Fé, tradição e ancestralidade: Iemanjá é reverenciada com presentes e agradecimentos nos 100 anos da festa em Salvador
O cheiro do mar se confunde com o da alfazema, na praia do Rio Vermelho, em Salvador. É 2 de fevereiro, dia de Iemanjá. Após dois anos de festa suspensa por causa da pandemia, os bons filhos à casa tornaram.
Yemoja, Janaína, Mãe d’Água, Dandalunda, Rainha do Mar. São muitos os nomes para celebrar a mãe de todos os orixás: os paridos, como Oxóssi, e os acolhidos, como Xangô. A festa de celebração a quem traz fartura, prosperidade e serenidade chega aos 100 anos. Tradição que chegou com os escravos vindos na Nigéria. Na década de 70 do século passado, passou a ser chamada oficialmente de Festa de iemanjá.
Para saudar a protagonista, a alvorada dos pescadores ainda na madruga anunciou o início dos festejos. O ritual de todos os anos — mesmo quando em suspensão do festejo popular por causa pandemia — segue a tradição de agradecimento pela fartura que vem da água salgada.
Aí então estão abertas “as portas do mar”, para quem vai oferecer presentes a Iemanjá. Pelas práticas das matrizes africanas, se ele afundar é porque foi aceito por ela. Caso contrário, quer dizer que a dona do mar rejeitou a oferenda.
A tradição do pedido de bênçãos vem junto com outra velha conhecida: a fila dos devotos para depositar as ofertas na Colônia de Pescadores. É de lá que a maioria dos presentes, entre eles muitas flores, descem para o mar.

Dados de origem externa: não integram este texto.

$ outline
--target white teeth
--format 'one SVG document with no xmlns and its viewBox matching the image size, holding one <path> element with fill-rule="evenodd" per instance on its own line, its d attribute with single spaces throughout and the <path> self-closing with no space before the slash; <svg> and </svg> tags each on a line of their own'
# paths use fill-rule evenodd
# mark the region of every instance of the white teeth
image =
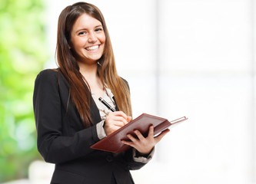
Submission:
<svg viewBox="0 0 256 184">
<path fill-rule="evenodd" d="M 95 45 L 95 46 L 92 46 L 92 47 L 90 47 L 90 48 L 85 48 L 87 51 L 92 51 L 92 50 L 95 50 L 98 48 L 98 45 Z"/>
</svg>

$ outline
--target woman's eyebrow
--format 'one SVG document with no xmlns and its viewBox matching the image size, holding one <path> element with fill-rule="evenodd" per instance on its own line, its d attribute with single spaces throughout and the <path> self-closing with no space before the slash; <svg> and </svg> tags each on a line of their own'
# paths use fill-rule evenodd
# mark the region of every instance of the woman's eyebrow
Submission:
<svg viewBox="0 0 256 184">
<path fill-rule="evenodd" d="M 102 28 L 103 26 L 101 25 L 96 25 L 94 28 L 99 28 L 99 27 Z M 77 33 L 77 32 L 79 32 L 79 31 L 84 31 L 84 30 L 88 30 L 88 28 L 79 28 L 75 32 Z"/>
</svg>

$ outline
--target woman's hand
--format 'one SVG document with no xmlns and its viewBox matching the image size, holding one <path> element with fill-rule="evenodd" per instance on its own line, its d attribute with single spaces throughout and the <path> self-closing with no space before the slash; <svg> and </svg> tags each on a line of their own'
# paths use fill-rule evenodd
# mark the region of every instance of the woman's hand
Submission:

Há também quem prefira levar as oferendas por conta própria, para fazer sua reza para o orixá com mais intimidade. Aí então se segue outro conhecido ritual de renovação da fé: descer a escadaria, pisar na areia e chegar à beira da água. Os pescadores, como sempre, esperaram os devotos na praia para levá-los mar adentro.
As várias rodas de samba na areia da praia são o toque final da festa de Iemanjá é marcada principalmente pelas tradições coletivas. E foi para saber dos desejos e agradecimentos das pessoas, que colocamos o pé na areia e perguntamos aos devotos: o que te trouxe à festa da Rainha do Mar?
Bernardo Teles, 48 anos — baiano, pescador há 23:
“A gente desce para agradecer a Iemanjá, porque a gente vai para o mar, pega o nosso peixe, que é o nosso sustento de cada dia, pelas bênçãos dela. Aí só temos a agradecer mesmo. Essa é uma festa muito bonita, e a cada ano que passa está sendo melhor ainda. Nos últimos dois anos foi muito triste, por causa da pandemia, mas agora que voltou eu espero que agora em diante não tenha mais negócio de pandemia, e que tenha a festa todo ano”.
Vera Lúcia, 58 anos — baiana, filha de Iemanjá:
“É uma tradição familiar. A gente sempre vem, todos os anos. Iemanjá é a dona da minha cabeça, Iemanjá é luz, prosperidade, paz, harmonia e o que a gente vem buscar aqui é justamente isso. É a paz, harmonia, é a prosperidade, é o crescimento pessoal, como pessoa mesmo, como ser humano, para gente ser melhor para o outro a cada dia, para a gente amar mais, para a gente receber essa energia. E essa energia flui. A gente sempre pede coisas boas para a gente é para o outro, para o próximo”.
Bárbara Santos, 59 anos — baiana que mora na Itália:
“O que me trouxe aqui hoje foi a minha fé e meu sonho. Eu sou baiana, mas há muitos anos eu moro fora do brasil, moro na Itália. Sempre foi meu sonho trazer um balaio como homenagem. Pedir paz para a minha família, para o mundo, para todas as pessoas, porque precisamos muito. De paz, de amor e de luz”.
Neuza Sbardelotto, 63 anos — turista de Santa Catarina:
“O que me trouxe aqui foi um desejo muito grande de conhecer a festa, eu tinha bastante curiosidade em participar e está bem linda mais do que eu esperava. Fiz agradecimentos, peguei um barco e joguei flores no mar para pedir prosperidade, saúde, que é nosso maior agradecimento”.